Для непонятливых растолкую…
Якобы в начале девяностых в Городище приехала пожилая женщина, красивая и нарядная, богатая, и всем, кто просил, давала деньги. А в деньгах тогда многие нуждались, работы не было, денег не было, были голод и вши. («Вхы», – втолковывали они мне горячо. – Не знаех, хто такие вхы? Ну ты даех!»)
«Хорок херовек харуху хором харили» означало, что там у них в Иванкине пациенты, постояльцы, пожизненные жильцы, не знаю, как их еще назвать, изнасиловали пожилую женщину, старуху приехавшую в Городище бескорыстно помогать всем нуждающимся.
Слушая сбивчивый возбужденный рассказ, мне хотелось скатить пинками дефективных с крутого бережка, сунуть их в речную водичку и держать так до тех пор, пока не забудут всю ту чушь, которую несли, но что с них взять, с недотыкомок несчастных?
Я уже не слушал, все больше и больше погружаясь в свою тоску.
– Ладно, ребята, идите, а то нам с Грушей надо спать, – оборвал я их становящийся совсем уж безобразным рассказ.

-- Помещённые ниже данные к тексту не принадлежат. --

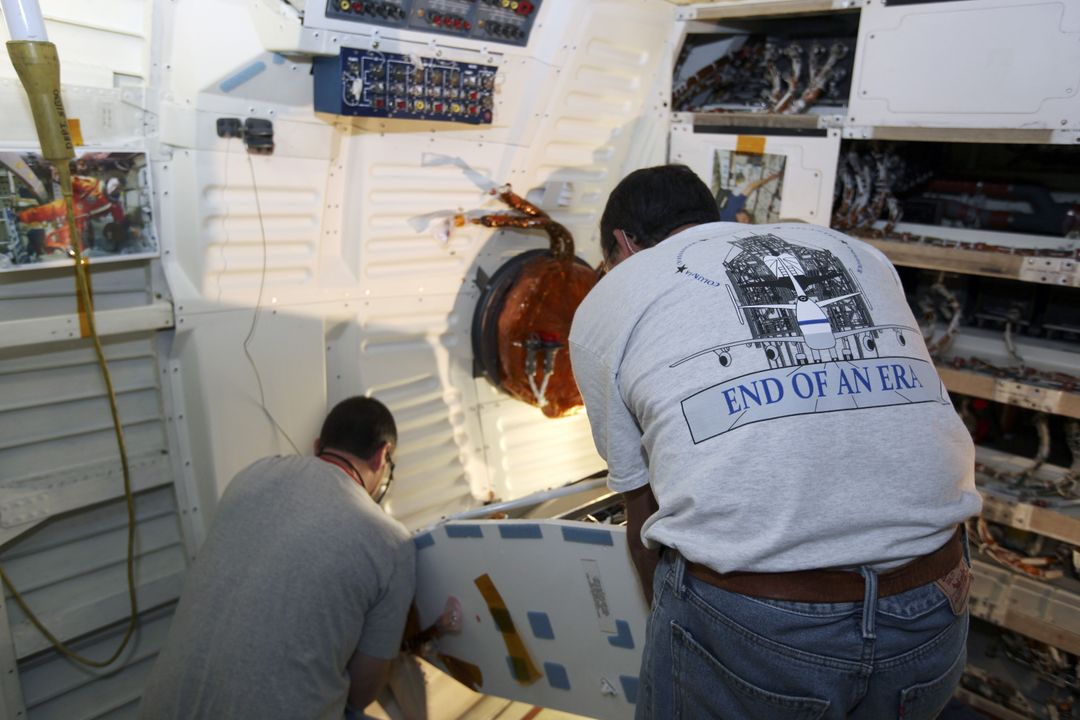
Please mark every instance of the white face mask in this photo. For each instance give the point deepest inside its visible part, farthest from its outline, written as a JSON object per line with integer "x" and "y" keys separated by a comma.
{"x": 623, "y": 240}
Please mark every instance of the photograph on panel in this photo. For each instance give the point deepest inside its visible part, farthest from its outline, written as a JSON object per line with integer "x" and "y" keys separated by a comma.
{"x": 748, "y": 187}
{"x": 111, "y": 198}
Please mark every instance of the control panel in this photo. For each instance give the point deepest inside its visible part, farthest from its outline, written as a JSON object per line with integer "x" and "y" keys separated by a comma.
{"x": 508, "y": 22}
{"x": 373, "y": 84}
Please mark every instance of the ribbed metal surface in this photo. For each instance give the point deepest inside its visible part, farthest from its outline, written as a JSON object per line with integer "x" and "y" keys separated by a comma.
{"x": 56, "y": 690}
{"x": 71, "y": 571}
{"x": 233, "y": 190}
{"x": 54, "y": 413}
{"x": 40, "y": 294}
{"x": 406, "y": 351}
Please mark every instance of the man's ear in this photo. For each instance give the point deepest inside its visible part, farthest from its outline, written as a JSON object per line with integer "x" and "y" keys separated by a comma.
{"x": 380, "y": 457}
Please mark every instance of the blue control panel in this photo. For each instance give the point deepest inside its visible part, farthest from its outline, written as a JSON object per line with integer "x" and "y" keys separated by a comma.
{"x": 508, "y": 22}
{"x": 372, "y": 84}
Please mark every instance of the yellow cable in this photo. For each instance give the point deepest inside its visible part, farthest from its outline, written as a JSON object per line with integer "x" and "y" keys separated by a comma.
{"x": 39, "y": 70}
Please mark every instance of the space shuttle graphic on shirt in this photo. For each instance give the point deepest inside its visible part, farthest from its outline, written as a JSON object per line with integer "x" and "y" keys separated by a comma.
{"x": 814, "y": 347}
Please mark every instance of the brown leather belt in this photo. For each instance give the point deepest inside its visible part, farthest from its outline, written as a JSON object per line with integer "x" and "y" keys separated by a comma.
{"x": 835, "y": 585}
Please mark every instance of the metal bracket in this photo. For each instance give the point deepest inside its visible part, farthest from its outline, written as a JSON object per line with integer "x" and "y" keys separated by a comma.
{"x": 1051, "y": 271}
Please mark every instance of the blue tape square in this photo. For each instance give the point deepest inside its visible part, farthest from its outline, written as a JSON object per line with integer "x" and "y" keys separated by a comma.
{"x": 556, "y": 676}
{"x": 463, "y": 531}
{"x": 521, "y": 531}
{"x": 623, "y": 637}
{"x": 541, "y": 625}
{"x": 588, "y": 535}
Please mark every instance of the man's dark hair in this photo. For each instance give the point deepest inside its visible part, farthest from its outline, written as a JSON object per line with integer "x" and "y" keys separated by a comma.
{"x": 651, "y": 202}
{"x": 359, "y": 425}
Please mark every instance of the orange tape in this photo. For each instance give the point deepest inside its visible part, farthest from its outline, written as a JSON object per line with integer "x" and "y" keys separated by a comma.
{"x": 525, "y": 671}
{"x": 751, "y": 144}
{"x": 83, "y": 310}
{"x": 75, "y": 128}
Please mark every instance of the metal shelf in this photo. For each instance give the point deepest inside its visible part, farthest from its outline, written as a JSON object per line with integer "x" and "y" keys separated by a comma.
{"x": 157, "y": 315}
{"x": 840, "y": 121}
{"x": 1048, "y": 270}
{"x": 763, "y": 9}
{"x": 1044, "y": 611}
{"x": 989, "y": 135}
{"x": 1010, "y": 392}
{"x": 1003, "y": 504}
{"x": 765, "y": 121}
{"x": 981, "y": 703}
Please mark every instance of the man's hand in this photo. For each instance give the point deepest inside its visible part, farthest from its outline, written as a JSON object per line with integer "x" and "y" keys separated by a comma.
{"x": 449, "y": 622}
{"x": 366, "y": 677}
{"x": 640, "y": 504}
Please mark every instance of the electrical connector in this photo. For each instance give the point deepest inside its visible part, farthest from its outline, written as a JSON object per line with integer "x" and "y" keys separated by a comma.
{"x": 229, "y": 127}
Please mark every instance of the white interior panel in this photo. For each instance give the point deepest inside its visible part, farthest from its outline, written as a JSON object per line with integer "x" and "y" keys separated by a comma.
{"x": 55, "y": 690}
{"x": 809, "y": 171}
{"x": 970, "y": 64}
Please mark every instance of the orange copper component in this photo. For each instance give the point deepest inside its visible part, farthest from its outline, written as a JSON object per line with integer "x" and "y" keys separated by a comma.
{"x": 537, "y": 310}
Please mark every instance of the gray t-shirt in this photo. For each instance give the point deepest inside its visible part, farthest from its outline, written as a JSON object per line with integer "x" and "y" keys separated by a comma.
{"x": 772, "y": 386}
{"x": 300, "y": 569}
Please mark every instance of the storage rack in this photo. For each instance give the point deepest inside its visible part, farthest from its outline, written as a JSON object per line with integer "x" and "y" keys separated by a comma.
{"x": 887, "y": 103}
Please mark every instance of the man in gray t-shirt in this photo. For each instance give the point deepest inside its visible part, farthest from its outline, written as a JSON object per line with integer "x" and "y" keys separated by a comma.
{"x": 297, "y": 599}
{"x": 767, "y": 405}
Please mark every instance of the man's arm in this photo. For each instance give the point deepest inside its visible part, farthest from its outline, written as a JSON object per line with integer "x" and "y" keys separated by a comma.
{"x": 640, "y": 504}
{"x": 366, "y": 677}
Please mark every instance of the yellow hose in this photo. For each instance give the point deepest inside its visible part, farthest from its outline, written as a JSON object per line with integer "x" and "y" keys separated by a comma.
{"x": 38, "y": 68}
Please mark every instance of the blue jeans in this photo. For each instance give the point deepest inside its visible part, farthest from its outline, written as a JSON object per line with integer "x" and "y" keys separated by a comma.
{"x": 716, "y": 654}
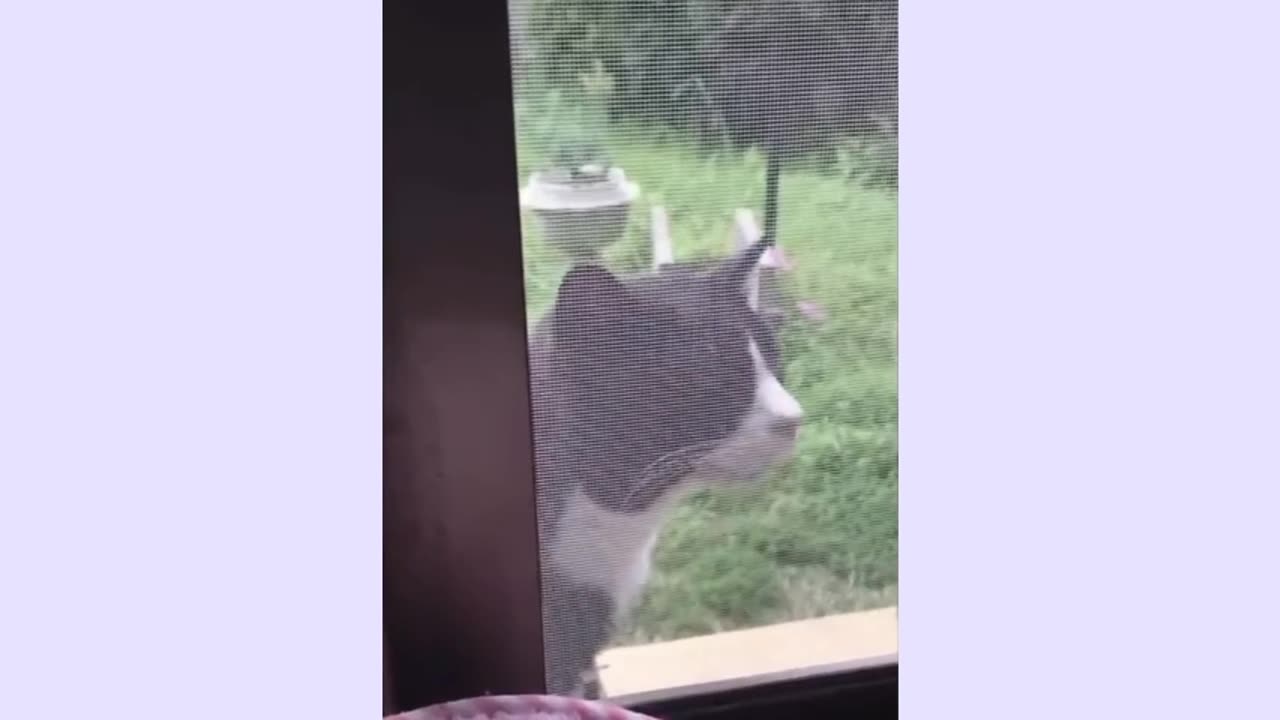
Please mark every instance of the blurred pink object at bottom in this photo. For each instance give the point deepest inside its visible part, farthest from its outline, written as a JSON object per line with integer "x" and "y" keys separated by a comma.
{"x": 521, "y": 707}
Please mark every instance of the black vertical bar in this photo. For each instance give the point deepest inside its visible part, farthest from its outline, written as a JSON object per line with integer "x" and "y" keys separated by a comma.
{"x": 460, "y": 572}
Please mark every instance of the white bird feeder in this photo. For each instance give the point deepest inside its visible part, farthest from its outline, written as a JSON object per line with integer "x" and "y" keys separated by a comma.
{"x": 581, "y": 210}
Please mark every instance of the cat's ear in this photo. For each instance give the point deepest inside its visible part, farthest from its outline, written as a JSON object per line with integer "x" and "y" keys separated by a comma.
{"x": 736, "y": 272}
{"x": 589, "y": 296}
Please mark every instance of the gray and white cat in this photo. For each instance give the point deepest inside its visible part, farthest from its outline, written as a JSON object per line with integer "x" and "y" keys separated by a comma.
{"x": 644, "y": 388}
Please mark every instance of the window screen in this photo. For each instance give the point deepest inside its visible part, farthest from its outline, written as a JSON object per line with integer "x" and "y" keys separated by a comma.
{"x": 708, "y": 194}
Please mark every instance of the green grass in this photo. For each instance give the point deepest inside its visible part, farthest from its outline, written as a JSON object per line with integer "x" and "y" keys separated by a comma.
{"x": 821, "y": 536}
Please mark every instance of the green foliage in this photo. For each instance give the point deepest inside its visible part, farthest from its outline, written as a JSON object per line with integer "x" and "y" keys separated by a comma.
{"x": 725, "y": 69}
{"x": 821, "y": 534}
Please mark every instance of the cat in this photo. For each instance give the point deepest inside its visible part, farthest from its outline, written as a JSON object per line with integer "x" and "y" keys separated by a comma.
{"x": 644, "y": 388}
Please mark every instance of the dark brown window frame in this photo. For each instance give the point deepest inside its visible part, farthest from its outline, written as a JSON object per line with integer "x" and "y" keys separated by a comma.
{"x": 461, "y": 589}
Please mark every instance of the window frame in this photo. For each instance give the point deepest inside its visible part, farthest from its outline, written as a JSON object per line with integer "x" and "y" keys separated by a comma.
{"x": 461, "y": 592}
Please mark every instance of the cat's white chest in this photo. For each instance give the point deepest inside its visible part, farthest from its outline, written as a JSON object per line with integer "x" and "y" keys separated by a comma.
{"x": 606, "y": 550}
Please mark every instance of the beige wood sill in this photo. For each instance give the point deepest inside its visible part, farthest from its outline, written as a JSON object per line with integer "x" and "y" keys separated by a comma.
{"x": 744, "y": 654}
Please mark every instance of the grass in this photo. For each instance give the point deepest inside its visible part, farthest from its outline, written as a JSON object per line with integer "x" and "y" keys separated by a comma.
{"x": 821, "y": 536}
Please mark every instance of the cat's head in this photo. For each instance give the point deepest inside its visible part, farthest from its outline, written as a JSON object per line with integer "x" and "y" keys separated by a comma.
{"x": 670, "y": 376}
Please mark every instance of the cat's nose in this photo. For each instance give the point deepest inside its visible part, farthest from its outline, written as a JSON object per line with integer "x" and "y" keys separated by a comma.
{"x": 786, "y": 425}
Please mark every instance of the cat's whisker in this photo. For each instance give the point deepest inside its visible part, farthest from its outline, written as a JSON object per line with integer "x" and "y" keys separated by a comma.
{"x": 654, "y": 470}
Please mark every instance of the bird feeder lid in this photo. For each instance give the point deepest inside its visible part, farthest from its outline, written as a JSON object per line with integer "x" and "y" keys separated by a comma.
{"x": 579, "y": 188}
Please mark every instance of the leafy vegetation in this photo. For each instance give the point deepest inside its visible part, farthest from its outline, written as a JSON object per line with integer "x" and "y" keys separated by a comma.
{"x": 821, "y": 534}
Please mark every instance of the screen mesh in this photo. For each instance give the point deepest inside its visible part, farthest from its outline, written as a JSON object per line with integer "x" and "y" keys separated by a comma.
{"x": 709, "y": 195}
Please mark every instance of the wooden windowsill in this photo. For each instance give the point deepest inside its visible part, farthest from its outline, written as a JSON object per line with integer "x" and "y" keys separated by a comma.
{"x": 771, "y": 650}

– Болхэ хыпить нет? – спросили они с надеждой.
– Нет, – твердо ответил я и решительно поднялся.
Они пожали мне руку и пошли гуськом, покачиваясь – пьяные дети, и чувство жалости пересилило чувство брезгливости.
Первый паром уходил в шесть, и нужно было не проспать. Я и не проспал, не сомкнув глаз, думая об изнасилованной старухе, о тех, кто ее насиловал, о стране, в которой родился, живу и умру, о народе, принадлежностью к которому горжусь, но в последнее время больше стыжусь.
Не проспал, но на паром попал не на утренний, первый, а на вечерний, последний, так как утром «Василек» не захотел заводиться – карбюратор забарахлил. Автосервиса в Городище не было, пока нашел работавшего на дому механика, пока приехал к нему на тросе, пока провозились с карбюратором, прошел день. (Водку механик брать у меня не стал, но забрал все оставшиеся деньги.)
Я въехал на паром лихо и остановился у самого края, но паромщик все равно смотрел насмешливо и презрительно, как будто знал о поломке и ремонте – в Городище все плохое друг о друге знают.
На том берегу, на выезде, несмотря на лето, стояла непролазная грязь, и я вспомнил о золоторотовских сапогах. К счастью не забуксовав, я выскочил из-под пологого берега наверх и оказался на поросшей травой, с песчаной колеей дороге. Широкая и прямая, километров через пятнадцать, прямо по Лермонтову, у сосны она превращалась в три узкие и кривые дорожки. Вместо камня с надписью, ничего хорошего путнику не сулящей, там лежала ржавая цистерна, на которой была начертана масляной краской дурацкая аббревиатура, что-то вроде «ПУ. ГРЖ. 88 ГЗ».
Я остановился и закурил, внутренне усмехаясь и переделывая старую сказку на новый лад:»Пойдешь налево – машину потеряешь, пойдешь прямо – собаку потеряешь, пойдешь направо – голову потеряешь», и, не раздумывая, двинул направо.
Ни людей, ни строений, даже заброшенных, вокруг не было. Узкая ухабистая дорога шла то полем, то лесом, словно нарочно выбирая для проезда самые неудобные места, виляя, извиваясь и даже делая петли, словно сама точно не зная, куда направляется, а может, и не желая этого знать.
В одном месте прямо на дороге сидел глухарь, здоровенный петух, великолепный экземпляр, сто лет таких не видел. Когда он тяжело и неохотно взлетел, Груша безутешно зарыдала и попыталась положить «нивку» на бок.